15 de abril de 2016

Pequeñas historias de viejos fantásticos


I. Quedate tranquilo, nene

Termina mi sesión de kinesiología y, antes de salir del consultorio, la secretaria me da las llaves del edificio para abrir abajo: “Y le das las llaves al paciente que está esperando para subir”. 

Obedezco y me dispongo a tomar el ascensor, pero no estoy solo. Dos señoras también salen del departamento y van a viajar conmigo. El ascensor llega. Tras comprender que cabemos los tres en un ascensor, una de ellas comenta, sin mucho sentido:

—Qué bueno. Todo armadito.

Le sonrío (o sonrío en general) y dejo pasar a ambas primero. Aprieto planta baja. Pero algo sucede. El ascensor llega a destino y sigue bajando. No se detiene. Miro a las señoras: no dicen nada. Empiezo a incomodarme y empieza a hacer frío. Seguimos bajando durante segundos, o minutos, qué se yo. Las señoras van abrigadas y huelen a naftalina. Finalmente, al percibir mi incomodidad, una de las señoras me hace un comentario, liberando su mal aliento como mil perros de caza que se avalanzaran sobre mí:

—Las cuerdas las corté yo. Pero quedate tranquilo, nene. Al fondo no vamos a llegar nunca.


II. Feliz cumple, abu

Estamos cenando en un buen bodegón. Como una amiga se va del país, el mozo le trae de postre un flan con una velita a modo de cortesía de la casa.

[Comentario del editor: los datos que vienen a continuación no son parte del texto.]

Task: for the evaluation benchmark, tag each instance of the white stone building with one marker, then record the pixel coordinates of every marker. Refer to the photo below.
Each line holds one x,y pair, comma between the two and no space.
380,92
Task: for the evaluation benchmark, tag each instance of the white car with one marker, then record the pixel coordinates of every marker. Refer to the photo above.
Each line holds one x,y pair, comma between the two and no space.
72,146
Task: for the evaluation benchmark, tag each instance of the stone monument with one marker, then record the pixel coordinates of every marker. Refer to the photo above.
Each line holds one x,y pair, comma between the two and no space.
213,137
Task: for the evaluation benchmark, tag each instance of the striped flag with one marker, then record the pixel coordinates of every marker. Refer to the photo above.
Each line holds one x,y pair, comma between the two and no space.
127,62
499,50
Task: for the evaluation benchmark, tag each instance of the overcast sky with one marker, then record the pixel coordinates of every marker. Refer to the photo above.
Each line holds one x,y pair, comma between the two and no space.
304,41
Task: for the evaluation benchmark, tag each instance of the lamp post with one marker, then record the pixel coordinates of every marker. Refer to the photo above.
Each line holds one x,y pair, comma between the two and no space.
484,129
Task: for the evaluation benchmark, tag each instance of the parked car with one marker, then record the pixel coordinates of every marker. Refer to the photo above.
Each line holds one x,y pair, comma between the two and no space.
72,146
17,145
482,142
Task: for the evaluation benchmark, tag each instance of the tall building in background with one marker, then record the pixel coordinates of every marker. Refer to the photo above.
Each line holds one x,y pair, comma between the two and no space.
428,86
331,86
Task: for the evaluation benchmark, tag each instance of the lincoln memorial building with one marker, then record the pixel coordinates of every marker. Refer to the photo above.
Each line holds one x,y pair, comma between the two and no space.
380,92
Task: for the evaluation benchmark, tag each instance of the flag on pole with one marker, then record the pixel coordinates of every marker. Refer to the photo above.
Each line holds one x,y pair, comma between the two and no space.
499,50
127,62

En la mesa de al lado, un señor mayor es testigo de la situación, y le pregunta:

—¿Es tu cumpleaños? 
—No, me voy del país.
—Ah… Porque hoy es mi cumpleaños.

Entonces el pedido es unánime: el mozo tiene que traerle un flan con velita al viejo también, y al cabo de unos minutos, buena parte del restaurante está cantándole el feliz cumpleaños. El señor está contento, sonríe mirando la velita. Sus dos amigas, o familiares, aplauden, y yo aprovecho para sacarle una foto. Es un niño-viejo, un pibito arrugado que ya ha hecho todo el recorrido y es como si volviera al comienzo. Mira su improvisada torta de cumpleaños y sonríe.

Cuando llego a mi casa, tengo una idea loca: subir la foto del señor a mi Facebook. Y con un epígrafe que me causa gracia:

“Feliz cumple, abu”

Lo hago y, al cabo de un rato, recibo bastantes likes. Una amiga me chatea por inbox y me pregunta: “Es tu abuelo Ale? Pensaba que tus abuelos habían fallecido!”.

A la tarde siguiente, es otro de esos días en que Buenos Aires parece una bola húmeda y gris, un monstruo nublado que se mueve con lentitud por el cosmos. Hace como una semana que no vemos el sol, y yo estoy en mi departamento cuando me tocan el timbre. Pregunto y no contesta nadie. Sin saber bien por qué, abro.  Es el viejo.

No nos decimos nada, pero comprendemos. Tomo un abrigo y bajamos en el ascensor. Caminamos unas cuadras hasta el parque desierto, y nos sentamos en un banco. Le invito unas garrapiñadas y comemos en silencio. De repente lo miro de perfil y está concentrado, mirando a un nene que, a pesar del mal clima, se hamaca con entusiasmo. 

Apoyo mi mano sobre su hombro. Le digo: “Abu”, pero no contesta. Mi abuelo sigue con la mirada fija en el nene, pero perdida. Sus ojos también son parte de la garúa.